TOP GEAR: TRIAL OF PREOPERATIVE THERAPY FOR GASTRICAND ESOPHAGOGASTRIC JUNCTION ADENOCARCINOMA.A randomised phase II/III trial of preoperative chemoradiotherapyversus preoperative chemotherapy for resectable gastric cancer (10520)
Trial Coordinator: Sarah Chinchen
topgear@ctc.usyd.edu.au
AIMS - The primary objective is to investigate whether the addition of chemoradiotherapy is superior to chemotherapy alone in the neoadjuvant setting by improving pathological complete response (pCR) rates in the first instance, and subsequently overall survival, in patients undergoing adequate surgery (D1+ dissection) for resectable gastric cancer.
BACKGROUND – Gastric cancer remains a significant global public health problem. Although in developed countries its incidence has dramatically decreased, on a worldwide scale it is still a leading cause of cancer related deaths. Surgery is the only potentially curative treatment for gastric cancer.
Although the survival rates for patients with early stage disease (stage 1A and 1B) are good, this subgroup of patients constitutes only 20% of those undergoing resection. The majority of patients will have locally advanced or metastatic disease at presentation, which has an extremely poor prognosis. The current five-year survival rate for gastric cancer in Western countries is approximately 20%, a figure that has improved little over the past 30 years. Despite this rather grim outlook, there have been several important recent advances utilising chemotherapy and radiotherapy in the adjuvant setting that have generated renewed interest and debate in the treatment of resectable gastric cancer.

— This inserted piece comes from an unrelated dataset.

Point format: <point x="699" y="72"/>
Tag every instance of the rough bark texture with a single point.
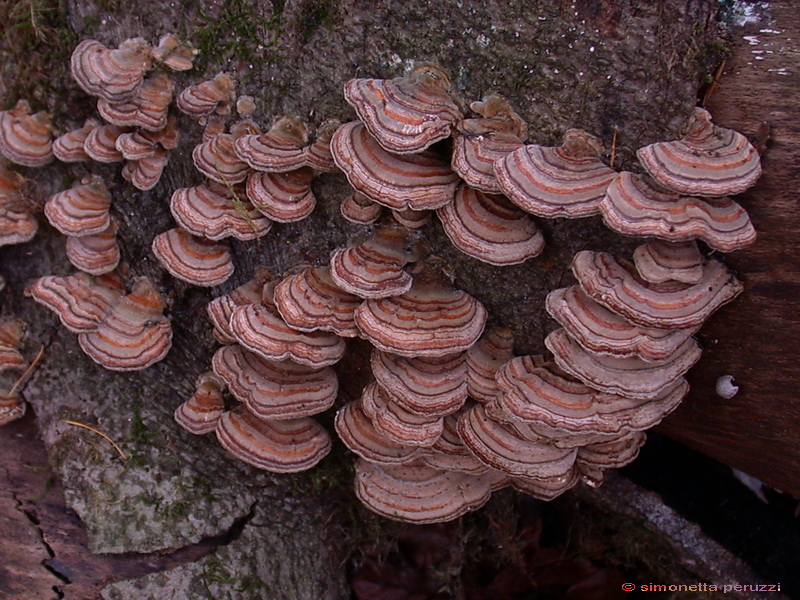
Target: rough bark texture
<point x="630" y="67"/>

Since the publication of the INT0116 and MAGIC studies, clinicians have been faced with the dilemma of which adjuvant strategy to employ. Opinions remain divided regarding the relative efficacy of chemoradiation vs chemotherapy and clinical practice varies amongst different institutions. The important question that needs to be addressed is whether chemoradiotherapy is superior to chemotherapy alone in the neoadjuvant treatment of resectable gastric cancer.
STUDY DESIGN – This is an international, intergroup trial led by investigators from the AGITG and the NHMRC Clinical Trials Centre, in collaboration with the Trans-Tasman Radiation Oncology Group (TROG), the European Organisation for Research and Treatment of Cancer (EORTC) and the NCIC Clinical Trials Group (NCIC CTG) in Canada.
TOP GEAR is a multicentre, prospective, randomised, stratified, phase II/III clinical trial. Eligible patients will be randomly allocated to either preoperative chemotherapy or preoperative chemoradiotherapy. The trial will be conducted in two parts. Part 1 is the phase II component of the trial that will recruit 120 patients, while Part II is the phase III component that will recruit a further 632 patients to provide a total sample size of 752 patients. An interim analysis will be performed after 120 patients complete treatment to allow determination of several key safety and feasibility components.
STUDY PROGRESS - TOP GEAR opened to recruitment in September 2009 and 88 patients have been recruited to date. There are currently 21 active sites throughout Australia and New Zealand.
Funding is confirmed from both the EORTC and NCIC CTG to support local coordination and management of the trial. It is expected that 20 sites in Canada and 20-30 sites across 11 European countries will participate. The first European and Canadian sites are expected to open in Q3-Q4 2013.
TRANSLATIONAL RESEARCH – TOP GEAR includes a translational research sub-study led by A/Prof Alex Boussioutas. Where possible, both pre- and post-treatment tissue samples are collected (fresh and/or snap frozen and/or FFPE). In addition, a series of blood samples are collected prior to treatment, during treatment and at regular intervals during follow-up, ideally until recurrence. Specific aims to address as part of this clinical trial are:
- Are there biomarker and biological determinants of chemotherapeutic and radiotherapeutic response in gastric cancer?
- Are there biological differences in remnant disease that differs from the primary lesion and could be useful to target specific therapeutics?